Bashar al-Zoubi, who heads one of the largest rebel groups in southern Syria, called on Assad’s Arab foes to meet the rebels’ long-standing demand for anti-aircraft missiles so they could defend themselves from the newly arrived Russian jets.
He also said that even Russian air power could not settle the four-year-long war on Assad’s terms, and said Moscow ran the risk of another Afghanistan in Syria - a reference to the Soviet Union’s defeat there in the 1980s.
“These air strikes will extend the life of the war as a first step,” said Zoubi, whose Yarmouk Army fights under the banner of the “Free Syrian Army” (FSA).
“As a second step, they will spread extremism, because when the war becomes a global one against the Syrian people, it will not retreat from its goals, and there will be fertile ground to attract foreign fighters to fight the Russians,” Zoubi said.
“As Russia lost in Afghanistan, it will not win in Syria. There will be more killing and more bloodshed,” said Zoubi, whose group is seen by the West as part of the moderate opposition to Assad.
While Russia says it is targeting Islamic State, areas hit by its warplanes since Wednesday in northwestern Syria are held mostly by other rebels battling Assad, including groups that count themselves part of the FSA.
Al-Mayadeen TV, a pro-Syrian government channel based in Lebanon, said areas targeted by Russian war planes on Thursday included Islamic State-held regions in northern and eastern Syria.
Zoubi’s Yarmouk Army, part of the Southern Front rebel alliance that controls areas of southwestern Syria, has been a recipient of what rebels describe as small amounts of military aid from states that want to see Assad gone from power.
Assad’s foreign foes include Saudi Arabia, Qatar and Turkey.
Zoubi and his rebel allies have long complained that military support from their backers has been insignificant compared to the support Assad has received from Iran and Russia.
Their demands for anti-aircraft weapons have gone unanswered.
With the rebels now facing more sophisticated Russian jets flying at higher altitudes than the older Syrian air force, Zoubi reiterated the demand for anti-aircraft weapons, notably from Arab states that are vying for regional sway with Iran.
“We hope that the Arab states provide us with anti-aircraft weapons to halt these barbaric attacks,” he said.
Southwestern Syria is widely seen as one of the last major footholds of rebels with a Syrian nationalist rather than jihadist ideology.

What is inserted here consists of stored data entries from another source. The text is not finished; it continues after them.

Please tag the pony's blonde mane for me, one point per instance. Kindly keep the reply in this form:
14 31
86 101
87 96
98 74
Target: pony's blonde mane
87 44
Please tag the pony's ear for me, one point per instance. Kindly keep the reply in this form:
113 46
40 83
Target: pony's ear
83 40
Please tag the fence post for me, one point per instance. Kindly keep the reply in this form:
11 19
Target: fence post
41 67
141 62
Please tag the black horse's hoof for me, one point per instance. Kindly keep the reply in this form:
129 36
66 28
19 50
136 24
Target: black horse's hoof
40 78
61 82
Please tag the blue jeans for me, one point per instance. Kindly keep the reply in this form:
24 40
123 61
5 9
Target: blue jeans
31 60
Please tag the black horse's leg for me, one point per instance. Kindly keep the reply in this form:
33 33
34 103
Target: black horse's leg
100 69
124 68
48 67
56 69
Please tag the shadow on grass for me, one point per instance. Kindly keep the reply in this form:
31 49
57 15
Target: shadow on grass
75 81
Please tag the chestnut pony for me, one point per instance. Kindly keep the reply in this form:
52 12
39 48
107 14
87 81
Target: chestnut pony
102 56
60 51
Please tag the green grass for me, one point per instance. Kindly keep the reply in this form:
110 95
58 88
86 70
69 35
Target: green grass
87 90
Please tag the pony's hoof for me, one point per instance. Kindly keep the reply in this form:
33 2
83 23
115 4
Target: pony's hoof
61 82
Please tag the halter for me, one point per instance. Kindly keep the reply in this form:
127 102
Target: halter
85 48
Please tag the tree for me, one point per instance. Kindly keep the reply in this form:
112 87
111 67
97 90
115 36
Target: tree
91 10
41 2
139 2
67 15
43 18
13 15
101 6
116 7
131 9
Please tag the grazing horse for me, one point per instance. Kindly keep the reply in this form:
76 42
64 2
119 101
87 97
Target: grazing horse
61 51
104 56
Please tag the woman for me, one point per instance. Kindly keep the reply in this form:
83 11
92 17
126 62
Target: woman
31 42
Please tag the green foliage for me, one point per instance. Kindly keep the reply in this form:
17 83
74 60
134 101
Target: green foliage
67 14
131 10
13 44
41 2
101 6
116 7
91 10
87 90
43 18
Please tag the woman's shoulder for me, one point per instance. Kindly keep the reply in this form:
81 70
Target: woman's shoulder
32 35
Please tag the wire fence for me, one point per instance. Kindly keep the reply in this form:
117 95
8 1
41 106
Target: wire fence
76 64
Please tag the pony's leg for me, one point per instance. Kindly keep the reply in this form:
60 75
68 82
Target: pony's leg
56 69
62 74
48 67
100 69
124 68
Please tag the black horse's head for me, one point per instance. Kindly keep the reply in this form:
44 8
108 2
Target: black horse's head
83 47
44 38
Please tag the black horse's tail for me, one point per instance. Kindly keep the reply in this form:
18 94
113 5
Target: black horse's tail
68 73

Foreign support to the rebels has been channelled via an operations room in U.S.-allied Jordan.
Zoubi was speaking to Reuters in a phone interview from Istanbul, where he said he was attending a Syrian opposition meeting aimed at drawing up a position on the latest U.N.-led diplomacy towards ending the Syria war.
The diplomacy led by U.N. envoy Staffan de Mistura was already struggling before Russia began its air strikes.
“We have said more than once that we support a political solution leading to the demands of the Syrian revolution. But after this Iranian aggression, and now the Russian aggression, what political solution are you talking about?” Zoubi said.
“It destroyed all the initiatives of the international community. This is the most important point: we have lost confidence in the world, even in the (the concept of) a political initiative,” he said.